Пользоваться чем-либо означает извлекать из этого пользу для себя, постепенно разрушая, ослабляя, сводя на нет то, чем пользуешься. Использование предшествует износу и подразумевает его. Например, нельзя пользоваться обувью, не изнашивая ее при этом. Однако из этого правила есть некоторые исключения. Можно довольно долго пользоваться своим телом и мозгом и не наблюдать никаких признаков износа того и другого. Мало того, тело и мозг, судя по всему, изнашиваются тем быстрее, чем меньше ими пользуются. Дело в том, что тело и мозг принадлежат к порядку живых вещей, а все живое сопротивляется изнашиванию при помощи механизмов тренировки и регенерации (Лейбниц сравнивал живое с такой машиной, которая сама исправляет свои поломки). Однако все это продолжается в течение какого-то определенного времени. Материя, или энтропия, диктует свои законы – законы разложения и смерти. Мы называем это старостью или биологическим износом. «Все дряхлеет, – пишет Лукреций, – жизни далеким путем истомленное, сходит в могилу» («О природе вещей», книга II). Огорчительно? Для оптимистов – да, но не для живых.



Испуг (Crainte)

Переживаемый в настоящем страх перед будущим злом (я боюсь рычащей на меня собаки потому, что она может меня укусить), направленный на реальный объект (в отличие от тревоги). Испуг – оправданный или предположительно оправданный страх, предвосхищающий вызывающую его опасность. Жизненно важная функция испуга – предостережение.

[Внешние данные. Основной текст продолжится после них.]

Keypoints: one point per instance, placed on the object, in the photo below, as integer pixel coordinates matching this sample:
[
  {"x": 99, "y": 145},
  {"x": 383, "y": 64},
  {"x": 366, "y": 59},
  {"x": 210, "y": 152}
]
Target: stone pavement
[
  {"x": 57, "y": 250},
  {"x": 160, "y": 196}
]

Часто говорят, что страх – антипод надежды. Это, пожалуй, так и есть, если не забывать, что перед нами один из наиболее очевидных случаев единства противоположностей. «Нет ни надежды без страха, – утверждает Спиноза, – ни страха без надежды» («Этика», часть III, теорема 50, схолия и объяснение определения и аффекта 13).

Можно ли перестать пугаться, не переставая быть осторожным? Можно – благодаря знанию и воле. Мудреца, учили стоики, не пугает будущая опасность, но он не теряет бдительности и осмотрительности. Он не боится опасности, но старается ее ограничить и всегда готов к встрече с ней.



Истерия (Hystérie)

Невроз, заставляющий страдающего им человека замы каться в избранной им внешней манере поведения, превращающий его в своего рода пленника собственного поверхностного представления о себе. Неправильно думать, что истерии в основном подвержены женщины. Есть и мужчины-истерики, и ряд психиатров утверждают, что число их в последнее время растет. Истерия связана не с физиологией, а с психопатологией. И, по всей видимости, ее появление настолько же зависит от личных обстоятельств отдельного индивидуума, насколько и от эволюции общества. Серьезные истерические припадки, подобные тем, что описал Шарко (123), встречаются все реже (правда, мне пришлось в своей жизни наблюдать один из них). Причина этого, возможно, кроется в том, что наше общество, в котором все – шоу, больше не нуждается в подобных эксцессах, а истерия, широко распространившись, внешне стала выглядеть гораздо банальнее. Общество шоу неизбежно становится истеричным обществом. Чтобы посмотреть на истерика, больше нет нужды бегать по больницам – достаточно пройтись по улице или включить телевизор.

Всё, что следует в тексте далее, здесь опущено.